KS Lublinianka

 04/05/2022

K.3.: Koniec serii /zdjęcia

W III kolejce spotkań grupy mistrzowskiej hummel IV ligi lubelskiej Świdniczanka podejmowała lidera tabeli KS Lublinianka. Spotkanie dwóch czołowych drużyn wywołało duże zainteresowanie kibiców i w dniu Święta 3 Maja na Stadionie Miejskim w Świdniku pojawiła się rekordowa liczba fanów obu drużyn.

Po wysokim zwycięstwie świdniczan, w poprzedniej kolejce ligowej, sympatycy tej drużyny liczyli na kolejny dobry występ swoich ulubieńców w konfrontacji z liderem. W spotkanie zdecydowanie lepiej weszli jednak goście i już w 6 minucie, po dokładnej centrze z rzutu rożnego, mający zbyt dużo swobody w polu karnym Julien Tadrowski, mierzonym strzałem głową, celnie trafił do naszej siatki. Staraliśmy się szybko wyrównać, ale bez skutku. W 20 minucie goście przeprowadzają kolejny kontratak i Michał Paluch, przy mało agresywnej postawie naszej obrony, podwyższył na 2:0 dla Lublinianki.

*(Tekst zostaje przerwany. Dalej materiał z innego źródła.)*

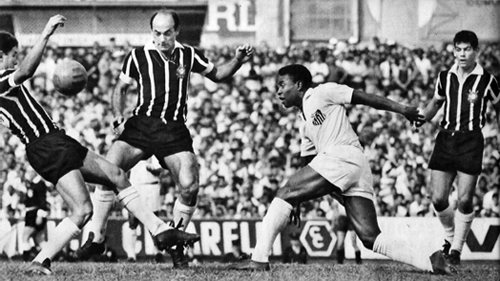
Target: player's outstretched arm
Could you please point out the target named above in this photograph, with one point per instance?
(30, 63)
(378, 102)
(227, 70)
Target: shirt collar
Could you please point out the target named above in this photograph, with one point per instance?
(478, 70)
(151, 46)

Po przerwie w naszym zespole pojawili się Jakub Cielebąk i Adrian Szczerba. Obraz gry nie uległ jednak zmianie. W 48 minucie nasza obrona popełniła prosty błąd i lublinianie po udanym rozegraniu kontrataku, po drugim trafieniu Palucha podwyższyli na 3:0. Wprawdzie w 59 minucie, po strzale Jarosława Milcza uzyskaliśmy honorowe trafienie, ale to wszystko na co było stać nasz zespół w tym spotkaniu. Tak wiec w meczu na szczycie lider z Lublina, jak najbardziej zasłużenie, pokonuje Świdniczankę 1:3 i umacnia się na czele tabeli.

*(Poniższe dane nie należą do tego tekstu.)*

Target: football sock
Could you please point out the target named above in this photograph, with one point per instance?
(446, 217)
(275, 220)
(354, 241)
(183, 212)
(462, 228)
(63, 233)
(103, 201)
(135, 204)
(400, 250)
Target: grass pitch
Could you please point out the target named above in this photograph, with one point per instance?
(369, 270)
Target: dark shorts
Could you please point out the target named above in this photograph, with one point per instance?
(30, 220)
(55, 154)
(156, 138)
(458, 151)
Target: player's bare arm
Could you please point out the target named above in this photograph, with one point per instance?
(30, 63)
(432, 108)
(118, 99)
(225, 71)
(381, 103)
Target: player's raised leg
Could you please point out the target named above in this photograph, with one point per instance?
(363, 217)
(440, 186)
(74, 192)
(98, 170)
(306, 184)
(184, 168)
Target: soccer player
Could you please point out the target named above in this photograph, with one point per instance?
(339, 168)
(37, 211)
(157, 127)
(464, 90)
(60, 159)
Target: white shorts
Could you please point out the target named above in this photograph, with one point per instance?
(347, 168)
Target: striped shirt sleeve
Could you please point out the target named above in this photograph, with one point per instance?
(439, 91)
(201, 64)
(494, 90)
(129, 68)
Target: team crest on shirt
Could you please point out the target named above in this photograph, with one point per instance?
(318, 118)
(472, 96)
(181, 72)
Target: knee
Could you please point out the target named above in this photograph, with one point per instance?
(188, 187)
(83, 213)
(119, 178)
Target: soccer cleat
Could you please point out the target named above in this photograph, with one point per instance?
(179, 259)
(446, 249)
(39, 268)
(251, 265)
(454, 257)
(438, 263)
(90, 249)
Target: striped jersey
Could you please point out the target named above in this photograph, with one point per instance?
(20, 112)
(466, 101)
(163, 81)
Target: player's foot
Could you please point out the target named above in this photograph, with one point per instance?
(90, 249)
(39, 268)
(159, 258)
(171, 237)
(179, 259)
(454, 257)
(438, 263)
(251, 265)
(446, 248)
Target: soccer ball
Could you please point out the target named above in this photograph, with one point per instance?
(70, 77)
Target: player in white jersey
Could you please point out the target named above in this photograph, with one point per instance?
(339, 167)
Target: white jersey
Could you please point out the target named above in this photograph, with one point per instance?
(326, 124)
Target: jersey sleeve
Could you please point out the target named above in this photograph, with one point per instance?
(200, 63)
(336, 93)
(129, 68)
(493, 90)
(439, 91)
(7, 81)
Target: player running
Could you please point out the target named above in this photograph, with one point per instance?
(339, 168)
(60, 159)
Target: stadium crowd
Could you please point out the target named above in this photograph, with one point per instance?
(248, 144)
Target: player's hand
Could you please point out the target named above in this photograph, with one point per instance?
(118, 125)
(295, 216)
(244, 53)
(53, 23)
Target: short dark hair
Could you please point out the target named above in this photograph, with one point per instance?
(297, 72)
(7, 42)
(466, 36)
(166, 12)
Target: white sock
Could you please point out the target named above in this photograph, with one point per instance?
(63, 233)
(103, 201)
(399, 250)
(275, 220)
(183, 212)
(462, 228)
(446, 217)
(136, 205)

Łukasz Gieresz: Bardzo źle weszliśmy we wczorajsze spotkanie, czego konsekwencją był stracony gol po stałym fragmencie. Zagraliśmy słabe spotkanie, na tle dobrze dysponowanego tego dnia zespołu Lublinianki. Ponieślismy pierwszą porazkę w tym roku, nikt nie lubi przegrywać i czujemy złość. Przed Nami próba charakteru w kolejnych spotkaniach. W tej chwili koncentrujemy się już na pojedynku z Huraganem Międzyrzec Podlaski.

Świdniczanka Świdnik – Lublinianka Lublin 1:3 (0:2)

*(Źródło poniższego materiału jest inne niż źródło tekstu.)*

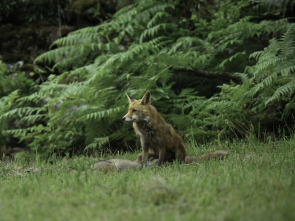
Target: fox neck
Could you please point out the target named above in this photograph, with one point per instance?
(144, 129)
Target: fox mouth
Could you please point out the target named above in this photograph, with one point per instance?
(128, 120)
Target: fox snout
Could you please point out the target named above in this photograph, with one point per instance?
(127, 119)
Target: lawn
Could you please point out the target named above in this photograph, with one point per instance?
(256, 182)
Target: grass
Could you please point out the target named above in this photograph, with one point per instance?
(256, 182)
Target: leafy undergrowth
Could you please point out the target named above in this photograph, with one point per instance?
(256, 182)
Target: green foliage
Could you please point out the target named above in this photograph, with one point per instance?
(13, 85)
(162, 46)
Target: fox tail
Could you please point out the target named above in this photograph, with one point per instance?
(217, 154)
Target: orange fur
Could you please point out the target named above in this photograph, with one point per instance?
(158, 138)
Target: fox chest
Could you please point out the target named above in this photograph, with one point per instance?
(147, 135)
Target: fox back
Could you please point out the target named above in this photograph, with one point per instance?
(157, 137)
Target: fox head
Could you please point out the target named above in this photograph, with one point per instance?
(138, 109)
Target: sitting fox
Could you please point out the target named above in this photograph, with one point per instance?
(158, 138)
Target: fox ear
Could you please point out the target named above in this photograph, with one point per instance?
(130, 99)
(146, 99)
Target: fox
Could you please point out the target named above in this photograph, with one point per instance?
(124, 164)
(158, 138)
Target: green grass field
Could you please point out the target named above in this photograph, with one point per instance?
(256, 182)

Bramki: Milcz (59) – Tadrowski (6), Paluch (20, 48).

Świdniczanka: Kowalczyk – Kowalski, Pielach, Kursa, Kotowicz, Szymala (75 Orzędowski), Sikora (46 Cielebąk), Sypeń, Zuber, Milcz, Pacek (46 Szczerba). Ponadto w kadrze meczowej Gosik, Kopyciński, Kucybała i Greniuk

Lublinianka: Wójcicki – Zhmuida, Tadrowski, Ptaszyński, Futa, Brzyski (88 Malec), Fularski (62 Chodziutko), Kalita (74 Miśkiewicz), Gomes (75 Niegowski), Makowski, Paluch. Żółte kartki: Sypeń, Szymala, Szczerba. Kursa – Brzyski, Futa, Miśkiewicz.

Czerwona kartka: Miśkiewicz (Lublinianka, 90 min, za drugą żółtą).

Sędziował: Arkadiusz Wróbel (Biała Podlaska).

Zdjęcia ze spotkania już na naszej stronie FB - Nyku.foto.

W ten sposób po 7 miesiącach dobiegła końca piękna seria 14 kolejnych zwycięstw naszego zespołu. Każda seria kiedyś się kończy, a porażki wkalkulowane są oczywiście w sport. Czy porażka z Lublinianką to tylko słabsza dyspozycja dnia? Odpowiedź na to pytanie uzyskamy zapewne już w najbliższą sobotę, kiedy to rozegramy w Międzyrzecu Podlaskim, kolejny mecz ligowy z miejscowym Huraganem.